Outcomes of interest consisted of locoregional and distant recurrence and healthcare costs following recurrence. Since recurrence was not captured in the SEER–Medicare database, a treatment-based algorithm was used to assess recurrence, which was identified by the presence of metastases or secondary cancer (including neoplasms of skin), end-of-life care (admission to hospice care, regardless of relationship to melanoma), evidence of death (as recorded in the SEER registry or Medicare data for any cause), or cancer treatment (chemotherapy, radiotherapy, or surgery) in the post-index period following a 3-month treatment-free interval after the primary treatment [17]. The healthcare costs following recurrence were not melanoma specific, but rather were inclusive of all-cause costs designed to capture the overall real-world economic burden to the healthcare system. The total healthcare cost following recurrence incorporated the cost of hospitalization, emergency room visits, office visits, skilled nursing facilities, home health aides, hospice, and prescription medications. In all instances, reimbursed amounts (i.e., insurance reimbursement) plus patient liability (e.g., co-pay, co-insurance) served as a proxy for costs.

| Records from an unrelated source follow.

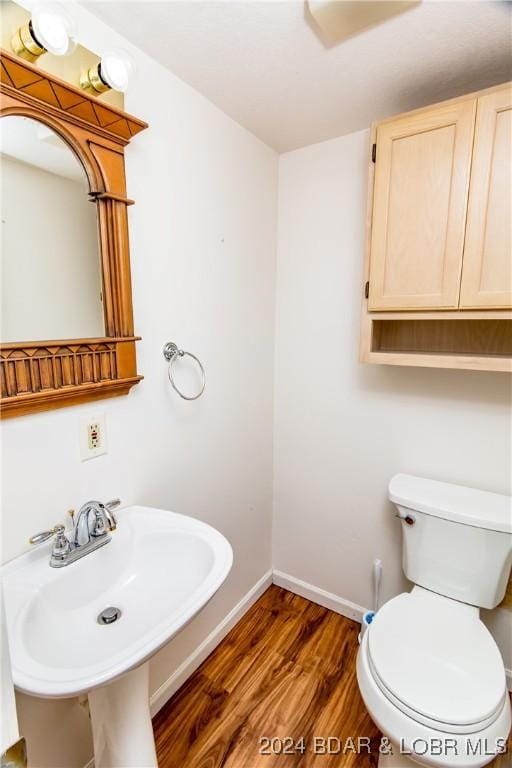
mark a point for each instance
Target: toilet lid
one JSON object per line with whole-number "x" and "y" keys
{"x": 436, "y": 656}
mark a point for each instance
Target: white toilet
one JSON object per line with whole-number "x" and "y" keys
{"x": 429, "y": 671}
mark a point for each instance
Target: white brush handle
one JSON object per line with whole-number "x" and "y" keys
{"x": 377, "y": 577}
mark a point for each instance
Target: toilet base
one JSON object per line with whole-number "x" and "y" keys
{"x": 396, "y": 760}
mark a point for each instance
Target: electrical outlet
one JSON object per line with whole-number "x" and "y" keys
{"x": 93, "y": 437}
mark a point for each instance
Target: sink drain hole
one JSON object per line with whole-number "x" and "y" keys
{"x": 109, "y": 615}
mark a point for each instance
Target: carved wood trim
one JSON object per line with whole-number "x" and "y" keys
{"x": 33, "y": 85}
{"x": 38, "y": 375}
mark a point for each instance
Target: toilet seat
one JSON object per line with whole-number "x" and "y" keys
{"x": 434, "y": 659}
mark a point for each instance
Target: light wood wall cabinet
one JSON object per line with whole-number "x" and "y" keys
{"x": 439, "y": 247}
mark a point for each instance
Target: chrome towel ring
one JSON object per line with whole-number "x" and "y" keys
{"x": 172, "y": 353}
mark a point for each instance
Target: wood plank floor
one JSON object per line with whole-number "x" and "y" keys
{"x": 287, "y": 669}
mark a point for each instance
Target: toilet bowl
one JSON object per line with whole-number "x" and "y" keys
{"x": 432, "y": 679}
{"x": 428, "y": 669}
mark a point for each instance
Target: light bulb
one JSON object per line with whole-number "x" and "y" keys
{"x": 117, "y": 69}
{"x": 54, "y": 29}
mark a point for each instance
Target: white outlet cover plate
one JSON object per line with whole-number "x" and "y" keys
{"x": 87, "y": 453}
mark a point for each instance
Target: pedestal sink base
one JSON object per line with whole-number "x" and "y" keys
{"x": 121, "y": 722}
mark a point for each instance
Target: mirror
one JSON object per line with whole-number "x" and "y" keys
{"x": 51, "y": 277}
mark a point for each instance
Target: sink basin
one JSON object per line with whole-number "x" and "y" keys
{"x": 159, "y": 570}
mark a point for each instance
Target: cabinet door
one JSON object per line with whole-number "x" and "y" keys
{"x": 487, "y": 272}
{"x": 419, "y": 208}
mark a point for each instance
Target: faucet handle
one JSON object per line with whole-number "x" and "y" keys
{"x": 109, "y": 506}
{"x": 57, "y": 530}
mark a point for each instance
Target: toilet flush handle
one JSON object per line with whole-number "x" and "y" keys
{"x": 407, "y": 517}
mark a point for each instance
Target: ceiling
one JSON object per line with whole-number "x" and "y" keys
{"x": 264, "y": 65}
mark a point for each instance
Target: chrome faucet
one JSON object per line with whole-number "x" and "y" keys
{"x": 92, "y": 529}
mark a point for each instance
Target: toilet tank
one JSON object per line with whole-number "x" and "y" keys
{"x": 457, "y": 541}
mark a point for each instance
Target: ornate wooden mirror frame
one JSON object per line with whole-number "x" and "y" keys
{"x": 39, "y": 375}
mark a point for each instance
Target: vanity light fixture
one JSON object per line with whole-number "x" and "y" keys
{"x": 51, "y": 29}
{"x": 114, "y": 71}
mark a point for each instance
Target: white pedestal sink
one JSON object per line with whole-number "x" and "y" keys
{"x": 159, "y": 570}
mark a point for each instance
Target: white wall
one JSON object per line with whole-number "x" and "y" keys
{"x": 203, "y": 260}
{"x": 51, "y": 286}
{"x": 342, "y": 429}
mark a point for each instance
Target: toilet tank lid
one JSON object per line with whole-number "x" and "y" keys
{"x": 457, "y": 503}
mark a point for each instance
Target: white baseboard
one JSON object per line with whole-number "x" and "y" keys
{"x": 321, "y": 596}
{"x": 180, "y": 675}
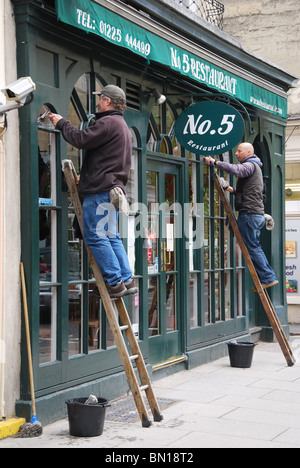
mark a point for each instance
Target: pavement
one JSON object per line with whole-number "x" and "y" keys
{"x": 211, "y": 406}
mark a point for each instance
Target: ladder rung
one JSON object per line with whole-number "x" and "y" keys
{"x": 134, "y": 357}
{"x": 144, "y": 387}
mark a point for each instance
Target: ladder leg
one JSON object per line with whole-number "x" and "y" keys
{"x": 140, "y": 364}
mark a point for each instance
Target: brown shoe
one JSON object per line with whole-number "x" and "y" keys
{"x": 117, "y": 291}
{"x": 131, "y": 288}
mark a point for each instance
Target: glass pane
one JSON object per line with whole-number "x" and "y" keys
{"x": 193, "y": 301}
{"x": 170, "y": 189}
{"x": 171, "y": 303}
{"x": 292, "y": 185}
{"x": 153, "y": 222}
{"x": 132, "y": 186}
{"x": 239, "y": 290}
{"x": 218, "y": 315}
{"x": 207, "y": 303}
{"x": 217, "y": 246}
{"x": 94, "y": 319}
{"x": 227, "y": 295}
{"x": 47, "y": 335}
{"x": 73, "y": 153}
{"x": 133, "y": 311}
{"x": 82, "y": 88}
{"x": 153, "y": 305}
{"x": 75, "y": 319}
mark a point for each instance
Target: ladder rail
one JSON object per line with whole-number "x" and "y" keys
{"x": 136, "y": 389}
{"x": 263, "y": 294}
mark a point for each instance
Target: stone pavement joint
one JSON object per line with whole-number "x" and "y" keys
{"x": 213, "y": 406}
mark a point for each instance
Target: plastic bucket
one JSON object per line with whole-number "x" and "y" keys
{"x": 86, "y": 420}
{"x": 241, "y": 354}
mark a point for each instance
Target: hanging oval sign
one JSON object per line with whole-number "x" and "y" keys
{"x": 209, "y": 128}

Costs were assessed in two ways: annualized mean healthcare costs were assessed in the year following recurrence, or cumulative costs per-patient per-month (PPPM) were calculated before and after recurrence. Healthcare costs were adjusted and inflated to 2018 US dollars (USD) using the consumer price index medical component [18].

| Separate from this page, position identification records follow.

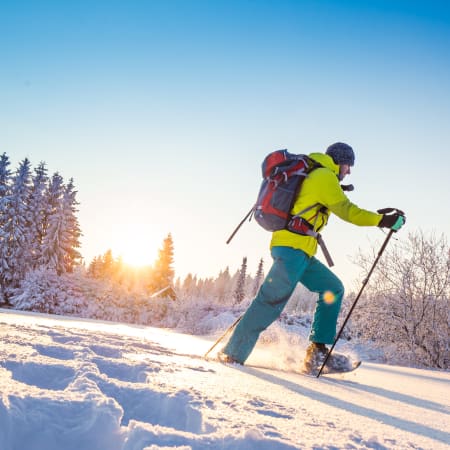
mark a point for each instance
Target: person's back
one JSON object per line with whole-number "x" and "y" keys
{"x": 293, "y": 252}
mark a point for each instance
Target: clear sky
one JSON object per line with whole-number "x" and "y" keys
{"x": 162, "y": 111}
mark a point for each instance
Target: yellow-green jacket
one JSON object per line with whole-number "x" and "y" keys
{"x": 322, "y": 187}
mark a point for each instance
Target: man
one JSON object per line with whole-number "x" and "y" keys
{"x": 294, "y": 261}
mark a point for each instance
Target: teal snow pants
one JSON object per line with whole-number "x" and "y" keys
{"x": 290, "y": 266}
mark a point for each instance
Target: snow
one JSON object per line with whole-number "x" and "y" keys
{"x": 70, "y": 383}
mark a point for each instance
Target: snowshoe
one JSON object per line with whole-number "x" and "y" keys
{"x": 227, "y": 359}
{"x": 337, "y": 362}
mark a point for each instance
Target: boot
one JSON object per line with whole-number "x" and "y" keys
{"x": 227, "y": 359}
{"x": 314, "y": 358}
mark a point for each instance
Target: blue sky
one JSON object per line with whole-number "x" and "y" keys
{"x": 162, "y": 112}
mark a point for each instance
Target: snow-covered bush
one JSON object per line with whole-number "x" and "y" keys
{"x": 42, "y": 290}
{"x": 406, "y": 304}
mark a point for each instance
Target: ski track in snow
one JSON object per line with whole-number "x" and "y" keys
{"x": 74, "y": 384}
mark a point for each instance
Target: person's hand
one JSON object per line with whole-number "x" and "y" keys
{"x": 392, "y": 218}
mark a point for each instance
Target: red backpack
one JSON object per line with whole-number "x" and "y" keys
{"x": 283, "y": 174}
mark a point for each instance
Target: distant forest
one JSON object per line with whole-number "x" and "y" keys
{"x": 404, "y": 308}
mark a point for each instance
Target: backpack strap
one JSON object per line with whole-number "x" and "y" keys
{"x": 299, "y": 225}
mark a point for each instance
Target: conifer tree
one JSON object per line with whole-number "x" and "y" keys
{"x": 163, "y": 271}
{"x": 52, "y": 254}
{"x": 222, "y": 285}
{"x": 258, "y": 277}
{"x": 15, "y": 227}
{"x": 5, "y": 175}
{"x": 38, "y": 212}
{"x": 72, "y": 232}
{"x": 239, "y": 293}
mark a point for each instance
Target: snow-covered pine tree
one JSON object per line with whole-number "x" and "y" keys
{"x": 163, "y": 273}
{"x": 52, "y": 251}
{"x": 39, "y": 213}
{"x": 258, "y": 277}
{"x": 239, "y": 292}
{"x": 5, "y": 178}
{"x": 72, "y": 232}
{"x": 223, "y": 286}
{"x": 15, "y": 228}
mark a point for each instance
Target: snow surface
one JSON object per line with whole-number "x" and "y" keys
{"x": 81, "y": 384}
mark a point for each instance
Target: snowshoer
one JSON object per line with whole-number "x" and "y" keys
{"x": 294, "y": 261}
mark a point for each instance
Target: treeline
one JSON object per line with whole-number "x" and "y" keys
{"x": 38, "y": 224}
{"x": 404, "y": 308}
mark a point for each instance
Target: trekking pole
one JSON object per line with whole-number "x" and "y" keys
{"x": 240, "y": 225}
{"x": 223, "y": 335}
{"x": 366, "y": 280}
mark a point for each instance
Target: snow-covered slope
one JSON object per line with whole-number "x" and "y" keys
{"x": 79, "y": 384}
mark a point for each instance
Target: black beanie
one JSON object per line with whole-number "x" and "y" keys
{"x": 341, "y": 153}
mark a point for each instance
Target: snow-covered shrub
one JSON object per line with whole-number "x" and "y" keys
{"x": 407, "y": 301}
{"x": 42, "y": 290}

Sensitivity analyses, which excluded end-of-life care and evidence of death from the original definition of recurrence, were conducted to assess 1- and 2-year recurrence rates. For these analyses, recurrence was identified by the presence of metastases, secondary cancer, or cancer treatment in the post-index period following a 3-month treatment-free interval after the primary treatment. Patients with stage IIB and stage IIC disease were grouped together to describe baseline characteristics and cost analyses.
Statistical Analyses
Descriptive statistics were used to analyze baseline demographics and clinical characteristics. The proportion of patients who experienced recurrence during follow-up was assessed. Kaplan–Meier analyses were used to estimate RFS and OS. Costs were annualized and adjusted to reflect 2018 USD and reported as mean costs PPPM. Cumulative costs were calculated from 12 months before the first recurrence to death, patient disenrollment, or end of follow-up, whichever was earliest. For those who had a second recurrence, costs were calculated only until the second recurrence to reflect the true costs of the first recurrence only. Total healthcare costs included costs by types of medical encounter and prescription medications. Multivariate logistic regression models were conducted to estimate risk factors for recurrence. Covariates used in the models were age, sex, race, marital status, location, histologic subtype, tumor stage, ulceration, node stage, CCI, receipt of adjuvant therapy, and days to resection. All analyses were conducted using SAS version 9.4 software (SAS Institute Inc., Cary, NC, USA) and were assessed in the aggregate population as well as in subgroups.